Florida Georgia Line
About Florida Georgia Line
When Florida Georgia Line released “Cruise” back in 2012, it split Nashville like a piece of kindling. The polish, the cadence, the whiffs of hip-hop and arena rock—like, was this even country music anymore? And if so, how far could it be stretched until it wasn’t? Formed in 2010, the group—duo Tyler Hubbard and Brian Kelley—not only reflected the changing sound and feel of modern country, but helped break the genre out of some of its self-imposed insularity. After all, this was a new era: You didn’t have to pretend that liking hip-hop meant you couldn’t like country, or that liking country meant you couldn’t like pop.

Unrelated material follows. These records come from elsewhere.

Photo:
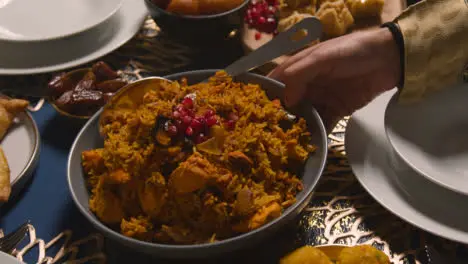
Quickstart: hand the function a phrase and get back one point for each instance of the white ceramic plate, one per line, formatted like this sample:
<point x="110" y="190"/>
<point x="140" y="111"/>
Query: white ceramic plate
<point x="21" y="147"/>
<point x="56" y="55"/>
<point x="394" y="184"/>
<point x="7" y="259"/>
<point x="432" y="136"/>
<point x="39" y="20"/>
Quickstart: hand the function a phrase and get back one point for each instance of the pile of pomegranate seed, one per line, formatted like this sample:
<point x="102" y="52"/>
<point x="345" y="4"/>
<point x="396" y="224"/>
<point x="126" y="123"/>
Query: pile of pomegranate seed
<point x="185" y="122"/>
<point x="261" y="15"/>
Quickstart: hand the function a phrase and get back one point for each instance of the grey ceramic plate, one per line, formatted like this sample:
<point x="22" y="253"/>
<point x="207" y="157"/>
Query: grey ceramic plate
<point x="431" y="136"/>
<point x="25" y="20"/>
<point x="394" y="184"/>
<point x="89" y="138"/>
<point x="21" y="147"/>
<point x="49" y="56"/>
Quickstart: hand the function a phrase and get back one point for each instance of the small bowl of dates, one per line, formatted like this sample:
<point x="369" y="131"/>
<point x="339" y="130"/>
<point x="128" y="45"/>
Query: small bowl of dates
<point x="81" y="93"/>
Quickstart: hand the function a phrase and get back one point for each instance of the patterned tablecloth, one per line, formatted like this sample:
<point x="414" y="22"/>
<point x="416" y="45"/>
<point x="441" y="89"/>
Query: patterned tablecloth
<point x="341" y="212"/>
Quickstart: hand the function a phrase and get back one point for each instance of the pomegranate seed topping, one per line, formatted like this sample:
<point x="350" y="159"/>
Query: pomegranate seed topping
<point x="261" y="20"/>
<point x="258" y="35"/>
<point x="172" y="130"/>
<point x="180" y="125"/>
<point x="211" y="121"/>
<point x="187" y="120"/>
<point x="209" y="113"/>
<point x="189" y="131"/>
<point x="233" y="116"/>
<point x="200" y="138"/>
<point x="179" y="108"/>
<point x="176" y="114"/>
<point x="230" y="124"/>
<point x="254" y="12"/>
<point x="187" y="102"/>
<point x="196" y="125"/>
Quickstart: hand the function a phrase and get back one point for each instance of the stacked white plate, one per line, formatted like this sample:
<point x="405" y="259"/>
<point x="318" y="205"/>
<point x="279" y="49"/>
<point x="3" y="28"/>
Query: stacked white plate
<point x="51" y="35"/>
<point x="413" y="159"/>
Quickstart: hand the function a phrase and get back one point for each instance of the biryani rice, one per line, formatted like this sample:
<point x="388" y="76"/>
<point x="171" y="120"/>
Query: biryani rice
<point x="239" y="179"/>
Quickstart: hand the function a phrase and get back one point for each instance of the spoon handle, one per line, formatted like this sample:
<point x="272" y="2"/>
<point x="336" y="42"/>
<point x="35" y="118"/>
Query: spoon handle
<point x="295" y="38"/>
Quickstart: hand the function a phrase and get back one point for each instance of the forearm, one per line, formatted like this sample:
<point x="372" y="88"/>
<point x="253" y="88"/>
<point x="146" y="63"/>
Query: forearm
<point x="435" y="36"/>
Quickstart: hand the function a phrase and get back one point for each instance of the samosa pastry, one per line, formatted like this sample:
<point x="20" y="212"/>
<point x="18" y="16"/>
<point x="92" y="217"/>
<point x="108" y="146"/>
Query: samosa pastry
<point x="9" y="108"/>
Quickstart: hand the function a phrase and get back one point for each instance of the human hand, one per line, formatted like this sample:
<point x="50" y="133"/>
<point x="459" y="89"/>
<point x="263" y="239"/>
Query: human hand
<point x="341" y="75"/>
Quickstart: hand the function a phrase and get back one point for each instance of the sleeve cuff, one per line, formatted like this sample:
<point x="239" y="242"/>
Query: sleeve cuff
<point x="398" y="37"/>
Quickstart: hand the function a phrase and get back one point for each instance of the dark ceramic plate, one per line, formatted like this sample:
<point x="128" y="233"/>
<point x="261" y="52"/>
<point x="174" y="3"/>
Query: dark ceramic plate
<point x="198" y="29"/>
<point x="89" y="138"/>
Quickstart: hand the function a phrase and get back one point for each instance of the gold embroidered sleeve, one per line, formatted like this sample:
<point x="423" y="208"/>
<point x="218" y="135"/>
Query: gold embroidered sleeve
<point x="435" y="34"/>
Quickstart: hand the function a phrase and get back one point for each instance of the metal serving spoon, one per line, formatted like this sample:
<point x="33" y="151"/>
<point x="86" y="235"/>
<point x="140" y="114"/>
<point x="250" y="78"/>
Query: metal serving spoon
<point x="294" y="39"/>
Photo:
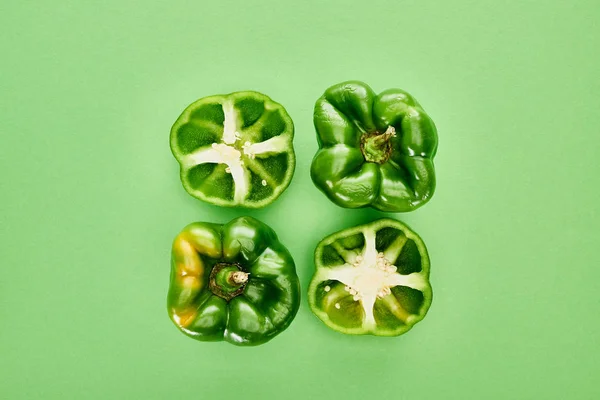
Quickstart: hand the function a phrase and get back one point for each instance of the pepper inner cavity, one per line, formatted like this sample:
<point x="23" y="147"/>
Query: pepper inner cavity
<point x="377" y="147"/>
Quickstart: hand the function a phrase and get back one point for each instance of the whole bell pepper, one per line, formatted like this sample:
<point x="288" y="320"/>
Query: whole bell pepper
<point x="234" y="282"/>
<point x="375" y="150"/>
<point x="371" y="279"/>
<point x="235" y="150"/>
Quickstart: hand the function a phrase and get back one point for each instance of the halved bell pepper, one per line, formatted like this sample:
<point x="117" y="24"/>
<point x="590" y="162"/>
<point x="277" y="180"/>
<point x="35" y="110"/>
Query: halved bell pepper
<point x="234" y="282"/>
<point x="375" y="150"/>
<point x="371" y="279"/>
<point x="235" y="150"/>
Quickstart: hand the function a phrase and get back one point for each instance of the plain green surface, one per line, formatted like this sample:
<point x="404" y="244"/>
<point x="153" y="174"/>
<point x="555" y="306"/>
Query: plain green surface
<point x="91" y="199"/>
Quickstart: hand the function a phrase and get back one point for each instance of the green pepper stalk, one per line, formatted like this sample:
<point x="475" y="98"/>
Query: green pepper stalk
<point x="234" y="282"/>
<point x="235" y="150"/>
<point x="375" y="150"/>
<point x="371" y="279"/>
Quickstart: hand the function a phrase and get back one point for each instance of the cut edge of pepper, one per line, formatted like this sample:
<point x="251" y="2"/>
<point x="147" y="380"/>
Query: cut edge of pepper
<point x="371" y="328"/>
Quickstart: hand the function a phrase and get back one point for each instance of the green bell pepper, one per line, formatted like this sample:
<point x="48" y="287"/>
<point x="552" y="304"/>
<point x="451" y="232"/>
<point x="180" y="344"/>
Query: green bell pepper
<point x="375" y="150"/>
<point x="235" y="150"/>
<point x="234" y="282"/>
<point x="371" y="279"/>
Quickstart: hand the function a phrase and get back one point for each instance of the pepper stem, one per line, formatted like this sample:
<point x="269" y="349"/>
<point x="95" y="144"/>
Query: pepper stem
<point x="239" y="277"/>
<point x="376" y="147"/>
<point x="227" y="280"/>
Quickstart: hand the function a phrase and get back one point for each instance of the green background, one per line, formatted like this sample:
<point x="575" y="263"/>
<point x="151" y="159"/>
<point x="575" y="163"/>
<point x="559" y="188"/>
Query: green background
<point x="90" y="196"/>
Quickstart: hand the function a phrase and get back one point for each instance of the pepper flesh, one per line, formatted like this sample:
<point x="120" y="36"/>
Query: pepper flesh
<point x="234" y="282"/>
<point x="371" y="279"/>
<point x="235" y="150"/>
<point x="375" y="150"/>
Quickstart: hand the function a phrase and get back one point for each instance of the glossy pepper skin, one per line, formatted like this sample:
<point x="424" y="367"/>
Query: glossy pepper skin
<point x="235" y="150"/>
<point x="371" y="279"/>
<point x="375" y="150"/>
<point x="234" y="282"/>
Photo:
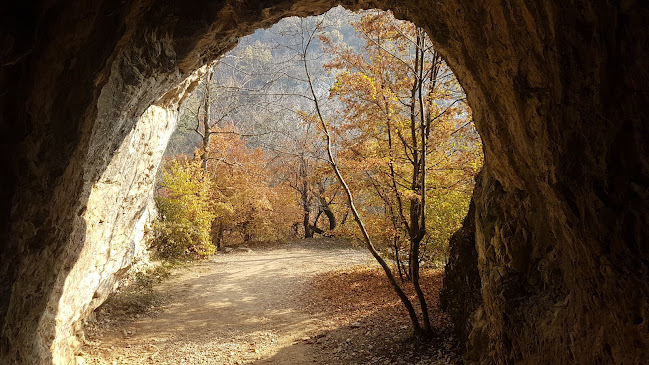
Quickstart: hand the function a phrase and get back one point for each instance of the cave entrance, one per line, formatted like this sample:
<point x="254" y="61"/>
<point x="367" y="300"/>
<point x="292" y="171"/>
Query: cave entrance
<point x="247" y="167"/>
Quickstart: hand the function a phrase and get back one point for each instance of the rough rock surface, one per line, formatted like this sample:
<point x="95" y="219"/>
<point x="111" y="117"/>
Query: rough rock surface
<point x="559" y="92"/>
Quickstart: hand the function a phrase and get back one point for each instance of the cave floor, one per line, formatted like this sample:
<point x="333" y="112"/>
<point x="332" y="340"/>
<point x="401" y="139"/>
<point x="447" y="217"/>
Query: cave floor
<point x="307" y="302"/>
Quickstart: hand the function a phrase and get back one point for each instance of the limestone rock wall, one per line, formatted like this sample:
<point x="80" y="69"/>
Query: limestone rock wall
<point x="115" y="219"/>
<point x="559" y="94"/>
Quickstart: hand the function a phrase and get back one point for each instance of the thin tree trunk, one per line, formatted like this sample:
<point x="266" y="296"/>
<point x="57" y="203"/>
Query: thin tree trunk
<point x="350" y="200"/>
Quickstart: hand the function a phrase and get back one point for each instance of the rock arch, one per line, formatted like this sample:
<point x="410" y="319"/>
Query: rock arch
<point x="560" y="96"/>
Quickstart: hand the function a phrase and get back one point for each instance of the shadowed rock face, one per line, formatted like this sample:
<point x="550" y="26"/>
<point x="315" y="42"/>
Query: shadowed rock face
<point x="560" y="95"/>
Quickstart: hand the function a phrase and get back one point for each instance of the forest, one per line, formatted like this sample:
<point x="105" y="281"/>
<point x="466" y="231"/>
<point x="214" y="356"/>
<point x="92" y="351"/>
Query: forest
<point x="347" y="125"/>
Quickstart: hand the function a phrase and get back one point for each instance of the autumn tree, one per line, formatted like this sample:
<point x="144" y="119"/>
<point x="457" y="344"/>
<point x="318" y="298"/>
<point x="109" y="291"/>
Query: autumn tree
<point x="184" y="204"/>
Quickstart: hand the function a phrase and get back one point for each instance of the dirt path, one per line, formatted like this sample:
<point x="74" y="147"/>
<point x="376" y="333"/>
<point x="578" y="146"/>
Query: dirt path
<point x="240" y="308"/>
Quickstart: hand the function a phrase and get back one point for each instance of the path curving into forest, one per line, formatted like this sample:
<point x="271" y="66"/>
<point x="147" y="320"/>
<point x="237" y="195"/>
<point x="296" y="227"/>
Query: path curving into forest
<point x="249" y="308"/>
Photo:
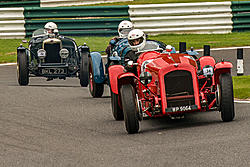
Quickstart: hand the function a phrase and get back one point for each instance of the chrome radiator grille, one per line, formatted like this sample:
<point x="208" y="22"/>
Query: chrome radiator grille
<point x="179" y="88"/>
<point x="52" y="53"/>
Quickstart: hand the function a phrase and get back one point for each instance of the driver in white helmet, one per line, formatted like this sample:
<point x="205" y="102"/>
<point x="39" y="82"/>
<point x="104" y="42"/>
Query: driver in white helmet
<point x="51" y="28"/>
<point x="123" y="29"/>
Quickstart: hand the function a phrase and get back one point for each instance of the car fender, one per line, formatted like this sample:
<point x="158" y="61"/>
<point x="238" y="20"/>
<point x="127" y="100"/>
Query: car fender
<point x="206" y="60"/>
<point x="126" y="78"/>
<point x="97" y="67"/>
<point x="114" y="72"/>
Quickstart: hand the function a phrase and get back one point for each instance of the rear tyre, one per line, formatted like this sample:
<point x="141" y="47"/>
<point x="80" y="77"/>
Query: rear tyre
<point x="95" y="89"/>
<point x="129" y="109"/>
<point x="226" y="99"/>
<point x="116" y="109"/>
<point x="84" y="67"/>
<point x="22" y="69"/>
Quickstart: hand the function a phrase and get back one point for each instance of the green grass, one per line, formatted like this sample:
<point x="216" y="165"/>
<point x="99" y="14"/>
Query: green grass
<point x="8" y="46"/>
<point x="241" y="87"/>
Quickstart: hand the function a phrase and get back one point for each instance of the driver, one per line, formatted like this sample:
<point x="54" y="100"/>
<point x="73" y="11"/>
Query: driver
<point x="123" y="29"/>
<point x="51" y="28"/>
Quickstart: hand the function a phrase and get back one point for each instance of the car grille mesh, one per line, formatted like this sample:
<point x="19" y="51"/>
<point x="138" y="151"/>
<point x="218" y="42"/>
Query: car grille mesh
<point x="179" y="88"/>
<point x="52" y="53"/>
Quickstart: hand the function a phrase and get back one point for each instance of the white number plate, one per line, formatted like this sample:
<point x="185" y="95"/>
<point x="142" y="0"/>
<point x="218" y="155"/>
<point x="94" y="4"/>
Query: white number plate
<point x="53" y="71"/>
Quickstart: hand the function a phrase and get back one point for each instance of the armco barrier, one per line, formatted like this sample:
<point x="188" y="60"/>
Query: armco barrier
<point x="20" y="4"/>
<point x="205" y="17"/>
<point x="56" y="3"/>
<point x="241" y="16"/>
<point x="12" y="23"/>
<point x="83" y="20"/>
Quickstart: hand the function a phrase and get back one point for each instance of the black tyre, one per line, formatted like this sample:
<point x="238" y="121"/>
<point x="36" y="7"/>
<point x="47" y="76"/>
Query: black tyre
<point x="129" y="109"/>
<point x="96" y="89"/>
<point x="84" y="67"/>
<point x="116" y="109"/>
<point x="22" y="69"/>
<point x="226" y="99"/>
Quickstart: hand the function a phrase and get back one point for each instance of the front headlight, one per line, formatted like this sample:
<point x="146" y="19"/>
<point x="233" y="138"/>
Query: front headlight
<point x="41" y="53"/>
<point x="208" y="71"/>
<point x="145" y="77"/>
<point x="64" y="53"/>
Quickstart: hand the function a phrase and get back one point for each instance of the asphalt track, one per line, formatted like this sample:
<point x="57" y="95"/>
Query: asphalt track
<point x="57" y="123"/>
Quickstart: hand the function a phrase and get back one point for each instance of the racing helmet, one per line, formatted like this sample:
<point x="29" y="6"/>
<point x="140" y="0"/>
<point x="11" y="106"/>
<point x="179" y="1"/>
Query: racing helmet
<point x="50" y="28"/>
<point x="124" y="28"/>
<point x="136" y="39"/>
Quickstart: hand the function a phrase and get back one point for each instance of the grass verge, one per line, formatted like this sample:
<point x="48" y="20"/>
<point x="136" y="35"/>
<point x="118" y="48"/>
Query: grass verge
<point x="8" y="46"/>
<point x="137" y="2"/>
<point x="241" y="87"/>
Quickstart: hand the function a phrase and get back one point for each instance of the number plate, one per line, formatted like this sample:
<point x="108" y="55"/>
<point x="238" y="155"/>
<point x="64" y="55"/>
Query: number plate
<point x="182" y="108"/>
<point x="53" y="71"/>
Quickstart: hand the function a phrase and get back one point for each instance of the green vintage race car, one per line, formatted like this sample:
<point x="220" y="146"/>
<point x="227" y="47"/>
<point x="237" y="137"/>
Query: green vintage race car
<point x="52" y="56"/>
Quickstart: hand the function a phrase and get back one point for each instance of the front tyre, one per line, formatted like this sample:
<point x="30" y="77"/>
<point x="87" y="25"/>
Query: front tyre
<point x="95" y="89"/>
<point x="22" y="69"/>
<point x="129" y="109"/>
<point x="116" y="109"/>
<point x="226" y="97"/>
<point x="84" y="67"/>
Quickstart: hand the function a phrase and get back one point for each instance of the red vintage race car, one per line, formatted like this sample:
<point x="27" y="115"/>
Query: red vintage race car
<point x="168" y="84"/>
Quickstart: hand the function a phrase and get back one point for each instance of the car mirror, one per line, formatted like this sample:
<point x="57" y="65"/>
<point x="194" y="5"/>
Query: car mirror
<point x="24" y="41"/>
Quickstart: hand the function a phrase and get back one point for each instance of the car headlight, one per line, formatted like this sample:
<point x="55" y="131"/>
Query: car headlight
<point x="41" y="53"/>
<point x="208" y="71"/>
<point x="64" y="53"/>
<point x="115" y="54"/>
<point x="145" y="77"/>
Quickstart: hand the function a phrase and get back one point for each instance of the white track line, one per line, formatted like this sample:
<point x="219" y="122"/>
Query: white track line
<point x="7" y="64"/>
<point x="241" y="101"/>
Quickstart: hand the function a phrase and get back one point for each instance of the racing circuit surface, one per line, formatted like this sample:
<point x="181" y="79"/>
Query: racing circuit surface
<point x="57" y="123"/>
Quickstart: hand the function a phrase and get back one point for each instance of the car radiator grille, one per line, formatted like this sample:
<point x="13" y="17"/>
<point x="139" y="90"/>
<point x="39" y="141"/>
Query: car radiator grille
<point x="179" y="88"/>
<point x="52" y="53"/>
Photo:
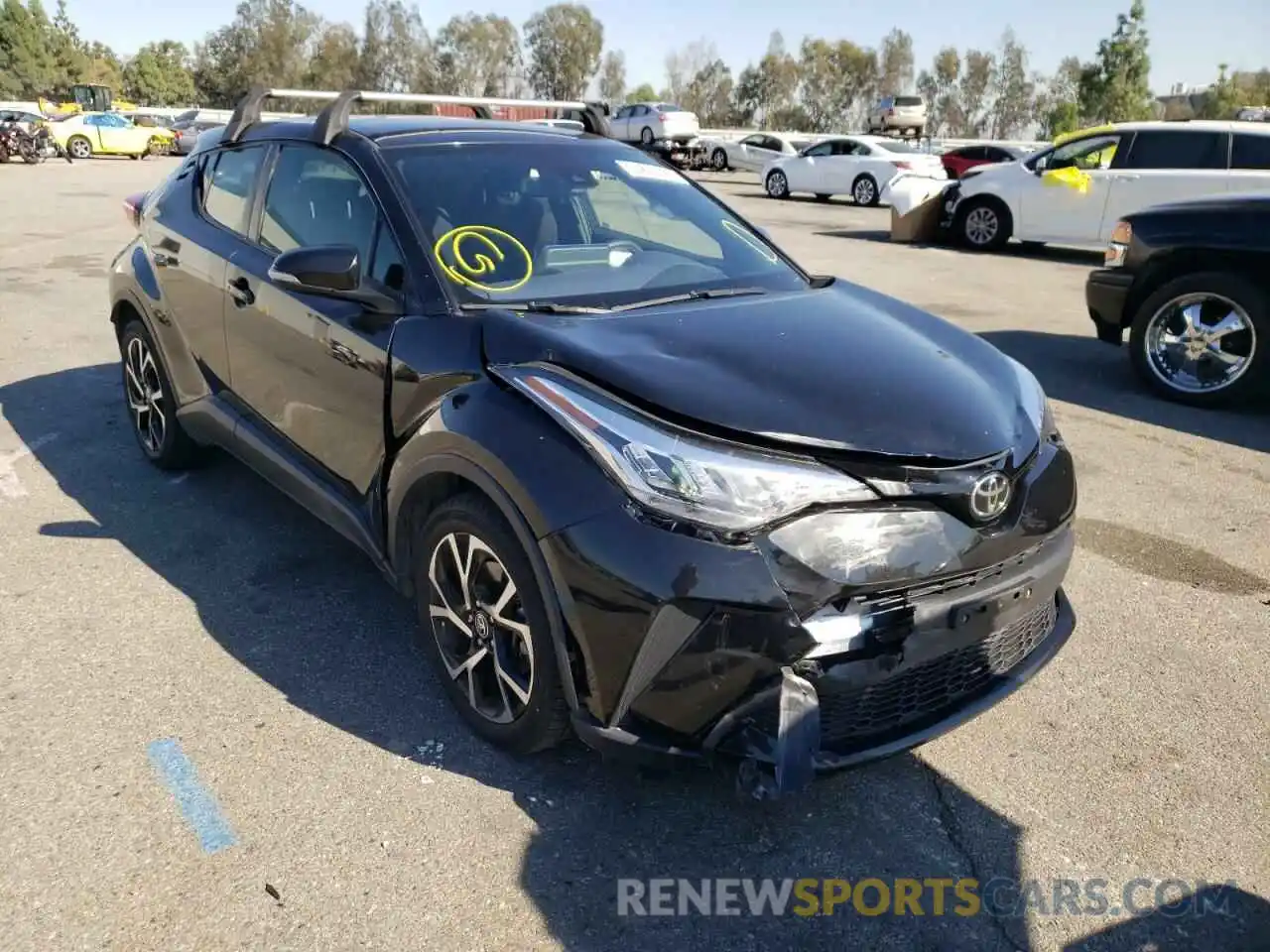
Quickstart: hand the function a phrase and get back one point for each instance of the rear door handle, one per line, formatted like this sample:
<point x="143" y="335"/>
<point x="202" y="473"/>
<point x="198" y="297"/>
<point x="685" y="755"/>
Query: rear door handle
<point x="241" y="293"/>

If anything, FGL’s popularity proved that whatever their cosmetic differences might be, mainstream hip-hop and country shared a lot of the same concerns: kicking back, turning up, and having a good time. To younger listeners, tracks like “Cruise”—alongside collaborations with artists such as Nelly (“Lil Bit”) and Bebe Rexha (“Meant to Be”)—didn’t unlock a new world, but validated the one they were already living in. That the group has managed to retain enough of traditional country’s boot-scooting, shot-taking, big-hat energy (with hat-tips to artists like Brooks & Dunn and Garth Brooks) doesn’t hurt, of course (“I Love My Country,” “Get Your Shine On”). After all, even new eras need their good old boys.